17 Версия этого эссе, которую я меньше всего хочу писать — та, которая постоянно сопротивляется моему сопротивлению, — это та, в которой Зонтаг используется как дубина против интеллектуальной неполноценности и неполноценных интеллектуалов современности.Начертить вектор упадка от того времени к настоящему моменту почти до смешного легко. Почему дети не читают Канетти? Почему профессиональные издательства не печатают сборники эссе о европейских писателях и кинематографистах-авангардистах? Сама Зонтаг не была застрахована от таких причитаний. В 1995 году она оплакивала смерть кинематографа. В 1996 году она беспокоилась, что «сама идея серьезного (и благородного) кажется большинству людей причудливой, «нереалистичной».

Хуже того, в цифровой стране существуют идеи и предположения, которые выглядят как обесцененные, пародийные версии позиций, которые она застолбила полвека назад.«Новая чувствительность», которую она провозгласила в 60-х, «посвященная как мучительной серьезности, так и веселью, остроумию и ностальгии», выживает в форме безумной, подпитываемой алгоритмами эклектики. Популярный мем, призывающий критиков и других ненавистников заткнуться и «дать людям наслаждаться вещами», выглядит как адаптированное к смайликам обновление «Против интерпретации» с более безопасной формулировкой «наслаждайтесь вещами», чем «эротика искусства» Зонтаг.

Это не то, что она имела в виду, равно как и ее колючие, полные нюансов «Заметки о «лагере»» имели непосредственное отношение к готовой для Instagram беззаботности Met Gala этого года, которая позаимствовала название для своей темы.И если говорить о Граме, то его восхождение, кажется, подтверждает самые мрачные пророчества «О фотографии», которые рассматривали неконтролируемое распространение визуальных медиа как своего рода экологическую катастрофу для человеческого сознания.

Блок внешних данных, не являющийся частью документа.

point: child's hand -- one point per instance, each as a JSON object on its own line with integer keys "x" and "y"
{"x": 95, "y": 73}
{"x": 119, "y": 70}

18 С другой стороны, Зонтаг 60-х и 70-х годов может показаться проблематичной или диковинной. Она писала почти исключительно о белых мужчинах. Она верила в фиксированные иерархии и абсолютные стандарты. Она писала устрашающе долго с такой непримиримой эрудицией, которая заставляет людей чувствовать себя плохо.Даже в самые полемические моменты она никогда не торговала противоречивыми горячими взглядами. Ее имя никогда не будет ответом на стандартный, убивающий время вопрос в социальных сетях: «Какой классический писатель был бы крут в Твиттере?» Точкой отсчета любого эссе Зонтаг может быть только каждое его слово.

Зонтаг была квир-писательницей-еврейкой, презиравшей риторику идентичности. Она стеснялась раскрывать свою сексуальность. Мозер критикует ее за то, что она не раскрылась в самые тяжелые годы эпидемии СПИДа, хотя это могло бы стать мощным политическим заявлением.Политические заявления, которые она делала, приводили ее к неприятностям. В 1966 году она написала, что «белая раса — это раковая опухоль человеческой истории». В 1982 году в речи в ратуше на Манхэттене она назвала коммунизм «фашизмом с человеческим лицом». После 11 сентября она предостерегала от того, чтобы эмоции омрачали политические суждения. «Давайте, конечно, вместе горевать, но не будем вместе глупить».

Сейчас это не звучит так неразумно, но большая часть произведений Зонтаг не служила явной или неявной идеологической программе.Ее повестка дня — список проблем, которые необходимо решить, а не перечень позиций, которые необходимо занять, — была упрямо эстетической. И это, может быть, самое немодное, самое шокирующее, самое бесящее в ней.

19 Прямо сейчас, в то время, которое может показаться моральным и политическим кризисом, мы цепляемся за сентиментальные банальности о важности искусства. Мы относимся к ней как к спасению, бальзаму, смутному набору ценностей, существующих за пределами безобразия и продажности рынка и государства.Или мы ищем в искусстве подтверждение наших благочестия и предрассудков. Это разделяет разницу между сопротивлением и соучастием.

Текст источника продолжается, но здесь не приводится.